The key architectural decision was the model cascade. Cloud models handle the bookends: Gemini Flash for planning (architectural decisions, phase structure, infrastructure requirements) and Claude for verification (audit against BUILD_PLAN, write missing tests, fix wiring issues). The local model — qwen3-coder-next running on local hardware — does all the actual construction.

Six trials. The first five failed for specific, fixable reasons: headless mode exited after the first turn, the agent inherited broken state from a prior run, the server-start command hung forever, the verification loop never triggered because it was checking turn count instead of model output, and the local model ran rm -rf and deleted its own specs.

The sixth trial succeeded. Three and a half hours. Fifty-four TypeScript files, 3,466 lines of code, 33 passing tests, 12 git commits. The local model made 422 tool calls, processing 37.8 million tokens. The Gemini planning calls took 30 seconds and cost $0.004. The Claude verification passes took 10 minutes and fixed DI wiring in 3 modules, wrote 5 test files, and added CORS and error handling.

The Cost Story

The numbers that stopped me: 99.7% of all compute ran on local hardware at zero cost. The remaining 0.3% — planning and verification — cost $0.004 out-of-pocket (Gemini API) plus whatever fraction of a Claude Max subscription covers 10 minutes of use. At API rates, the Claude usage would be $25.85.

This is an interesting economic structure. The expensive work (37.8M tokens of code generation, file writes, build verification) runs for free on hardware I already own. The cheap work (two planning calls, two verification passes) uses cloud models surgically for the tasks where capability matters most: architectural planning and quality assessment.

It isn't accurate to call this “free.” The hardware has a cost. The subscription has a cost. But the marginal cost of generating an application — the cost of one more run — is $0.004. That changes the economics of iteration. When failure is effectively free, you can afford many more attempts.

The Gap

I ran a thorough post-run audit and found 43 issues. Eight were critical: no DTO validation (the ValidationPipe was configured with nothing to validate), race conditions in register and label creation (find-then-create without transactions), a broken frontend auth flow (cookies and localStorage mixed incoherently), and field name mismatches between the dashboard frontend and API.

Compared to production benchmarks, the output is a sketch. SavSpot — an open-source booking platform I maintain — has 404,003 lines, 197 test files, and 217 commits. The forge output is 117 times smaller. Even the human-guided telehealth-booking session produced 6.6 times more code.

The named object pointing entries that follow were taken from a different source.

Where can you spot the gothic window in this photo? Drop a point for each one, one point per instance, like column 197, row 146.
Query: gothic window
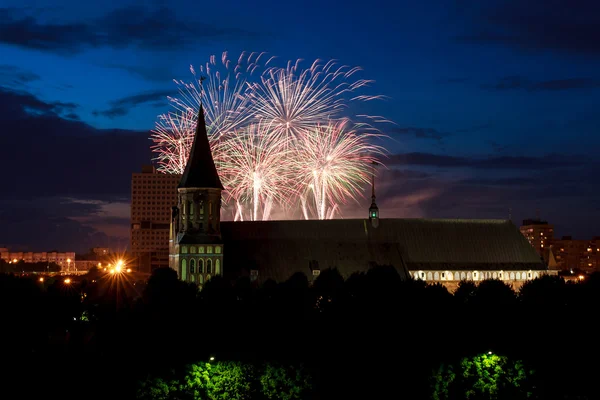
column 183, row 270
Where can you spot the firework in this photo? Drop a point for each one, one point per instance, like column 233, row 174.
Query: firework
column 293, row 99
column 255, row 171
column 278, row 138
column 333, row 163
column 222, row 91
column 173, row 137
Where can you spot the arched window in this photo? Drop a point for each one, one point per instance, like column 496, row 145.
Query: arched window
column 183, row 270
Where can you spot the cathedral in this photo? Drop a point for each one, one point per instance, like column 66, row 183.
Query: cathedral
column 434, row 250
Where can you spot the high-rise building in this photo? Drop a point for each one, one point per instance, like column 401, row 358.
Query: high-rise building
column 583, row 255
column 153, row 195
column 540, row 235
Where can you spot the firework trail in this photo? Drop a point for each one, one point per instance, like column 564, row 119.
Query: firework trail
column 172, row 140
column 333, row 163
column 255, row 169
column 294, row 100
column 278, row 138
column 223, row 92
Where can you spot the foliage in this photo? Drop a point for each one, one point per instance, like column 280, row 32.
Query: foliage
column 285, row 383
column 486, row 376
column 228, row 380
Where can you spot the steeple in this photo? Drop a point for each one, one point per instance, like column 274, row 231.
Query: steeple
column 373, row 210
column 200, row 170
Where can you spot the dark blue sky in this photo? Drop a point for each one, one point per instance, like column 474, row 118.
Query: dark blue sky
column 495, row 103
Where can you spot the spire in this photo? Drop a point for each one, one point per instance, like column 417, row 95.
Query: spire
column 200, row 170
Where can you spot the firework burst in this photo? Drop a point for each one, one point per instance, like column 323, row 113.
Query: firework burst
column 293, row 99
column 255, row 171
column 278, row 138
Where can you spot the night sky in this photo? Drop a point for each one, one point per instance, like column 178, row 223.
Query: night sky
column 495, row 103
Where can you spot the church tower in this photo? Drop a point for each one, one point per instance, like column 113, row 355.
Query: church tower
column 373, row 210
column 195, row 245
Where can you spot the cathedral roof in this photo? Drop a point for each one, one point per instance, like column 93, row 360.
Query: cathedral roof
column 200, row 170
column 278, row 249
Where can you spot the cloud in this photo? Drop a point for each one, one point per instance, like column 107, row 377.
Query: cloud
column 522, row 83
column 501, row 162
column 16, row 77
column 422, row 133
column 558, row 25
column 56, row 156
column 69, row 183
column 50, row 223
column 121, row 107
column 142, row 27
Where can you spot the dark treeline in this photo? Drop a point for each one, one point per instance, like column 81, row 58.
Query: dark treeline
column 371, row 336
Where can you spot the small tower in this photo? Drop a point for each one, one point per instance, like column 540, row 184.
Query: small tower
column 196, row 247
column 373, row 210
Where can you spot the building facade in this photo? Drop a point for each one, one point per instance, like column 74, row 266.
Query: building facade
column 66, row 260
column 539, row 234
column 572, row 254
column 195, row 245
column 153, row 194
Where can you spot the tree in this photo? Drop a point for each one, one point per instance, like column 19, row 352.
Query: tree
column 284, row 382
column 485, row 376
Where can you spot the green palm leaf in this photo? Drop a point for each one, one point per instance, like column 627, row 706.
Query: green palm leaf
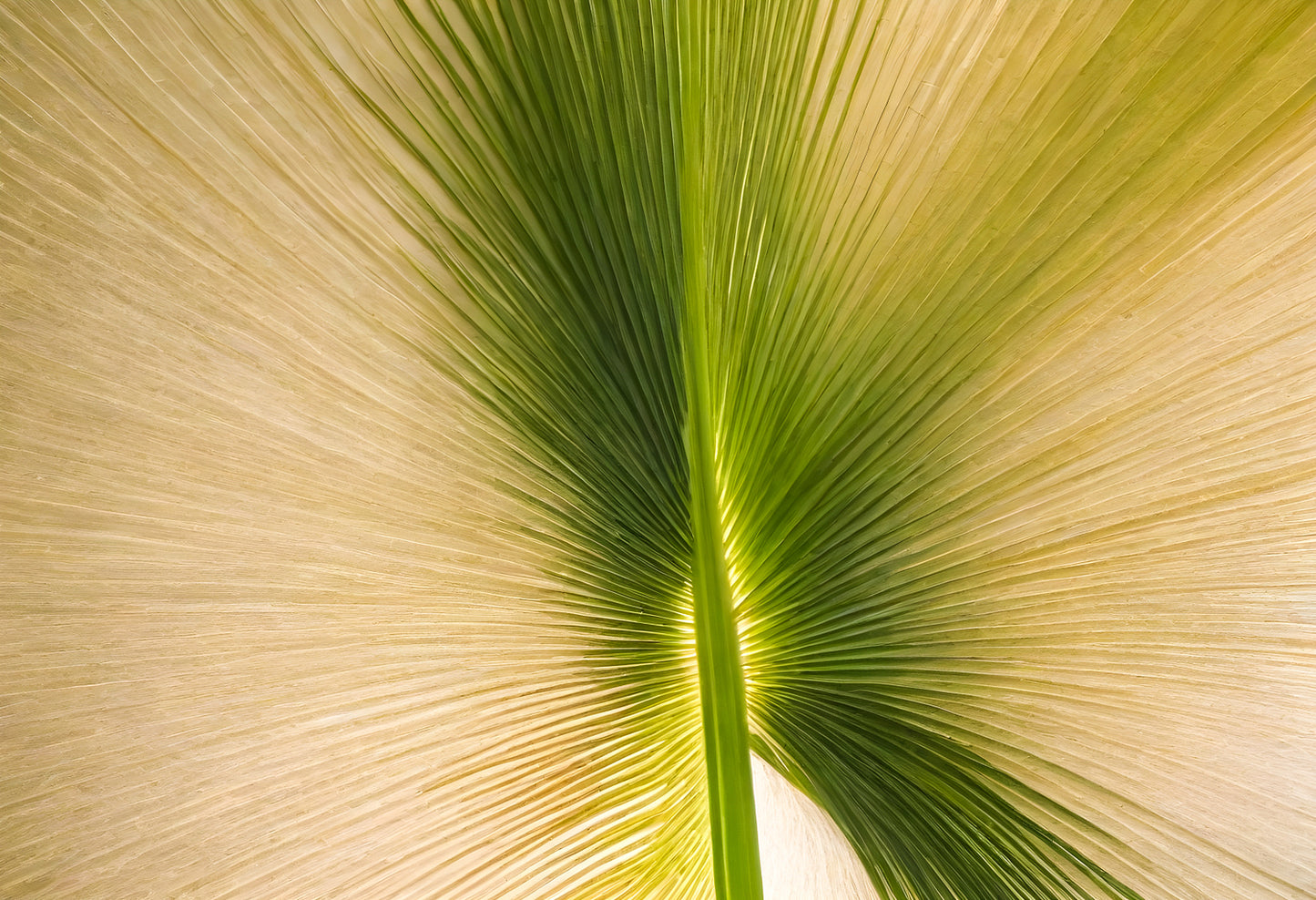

But the 43 issues traced to 5 root causes, and all 5 are addressable at the prompt level: the BUILD_PLAN didn't specify infrastructure patterns, verification didn't test runtime behavior, the shared package was never wired up, the frontend-backend contract wasn't verified, and the local model doesn't know NestJS conventions unless told explicitly.

The fixes are committed. They haven't been tested in a clean run. That's next.

The Road Ahead

Neither approach is abandoned. Both continue.

The agent loop established a baseline: 3.5 hours, $0.004, working application. For the pipeline to justify its 19,168 lines, it must produce measurably higher quality output — not just code that compiles, but code that passes the scoring framework it was built to enforce. The pipeline's value proposition (scoring, gating, quality assurance at scale) is real. It just hasn't been realized yet.

The deeper question is about scale. A todo app may not need 8 phases and 40 scoring dimensions. But a 100,000-line enterprise application might. The agent loop succeeds by trusting the AI to self-organize. The pipeline succeeds by constraining it. At some point — some level of complexity, some number of modules, some depth of integration — self-organization should break down and structure should start paying for itself.

Finding that crossover point is what Phase 4 is about. We are not there yet.

Full trial data, the 43-issue gap analysis, and comparison tables are on the experiment page. This builds on the questions raised in The Measurement Problem. The first three experiments asked how to measure quality. Phase 4 asks what architecture produces it. The research continues.